There is a nihilism implicit here, I know. I see it too, lurking behind my snarky objections and passive-aggressive stance towards the constant self-improvement and self-branding in workplaces these days. What is the point of setting goals? What is the point of organization and preparation; collecting glass bottles and like-new fuzzy pajamas with feet if the baby - well, you know the story by now. What is the point of anything at all? As soon as you have set out your plans in neat, bulleted lists, a pandemic hits, the laws change, a storm floods your city, the power is knocked out for three days. What good are any of our objectives against these primal forces, these pressing and uncontrollable real-world problems? It is hard for me to squeeze this what-is-the-good-of-trying nihilism into an acceptable package at work. No one knows about my dark past and usually I prefer it that way, though this year I longed to proclaim my son’s 5th birthday as I would have for either of my living daughters, to say, “no I’m not going on a vacation.

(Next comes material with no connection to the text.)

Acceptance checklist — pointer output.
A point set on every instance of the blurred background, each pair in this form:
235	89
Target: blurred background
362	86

It’s necessary I go to the ocean and collect rocks and light sparklers and remember him as best I can.”

In October it’s easy to feel disappointed with where I am and what I’ve accomplished. Rather than being a clarion call to some higher purpose, this, all the objective-setting and the grief and the loss, feels more like a call to retreat. Wave the white flag, I’m done fighting. I just want to wrap myself in an old quilt and burrow down for the winter. My only ambition is to survive this season, and the next, and the next. Money helps, worldly goods help. Heat in winter, a larder stocked with cans of soup. Grief causes you to slip a bit in Maslow’s hierarchy of needs, but five years later it is not nothing to proclaim, “I want to survive.” I do want to carry on, alongside heartbreak and despair and my neurotic need for constant watchfulness over my surviving children. 

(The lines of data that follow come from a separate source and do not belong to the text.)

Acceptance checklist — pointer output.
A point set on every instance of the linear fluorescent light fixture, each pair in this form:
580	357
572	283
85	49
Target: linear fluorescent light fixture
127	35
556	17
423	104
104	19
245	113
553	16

There is no room left in my life for positive thinking, for “everything happens for a reason” or shutting some doors so that you can fling yourselves out of a window or whatever inanities people spout at you while trying to reduce your unspeakable tragedy into a repeatable platitude. “It all worked out in the end,” an acquaintance said at a party, pointing at my 6-month-old baby and when I fell silent, “didn’t it?” As though this subsequent baby was a product revamp after the first product failed to launch. No. No, “it” did not all work out in the end, my friend. 

This is not what I signed up for, this was not part of the plan. My son’s death was not a message to change my life or to access some deeper meaning I had been missing. Giving birth is life-changing enough. I was ready to be broken apart, disassembled, and pieced back together with all my priorities rearranged. I would never wish this outcome on anyone. And yet, you know, you’re all here too. We have all grown in unimaginable ways, grown deeper in our love and our grief, grown to understand how fully joy and sorrow are intertwined. I have learned to sit with the contradictions, at least on my best days, to be silent and reflective rather than chasing the next shiny object. I didn’t need this lesson. I didn’t need any of this, yet here I am. Here you are, here we are together, without a mission or a goal, without any clue what will happen next. We’re just here, here for the moment.

 

Were you ambitious before? What happened to your ambition? What do you no longer care about? What is most important to you now, after?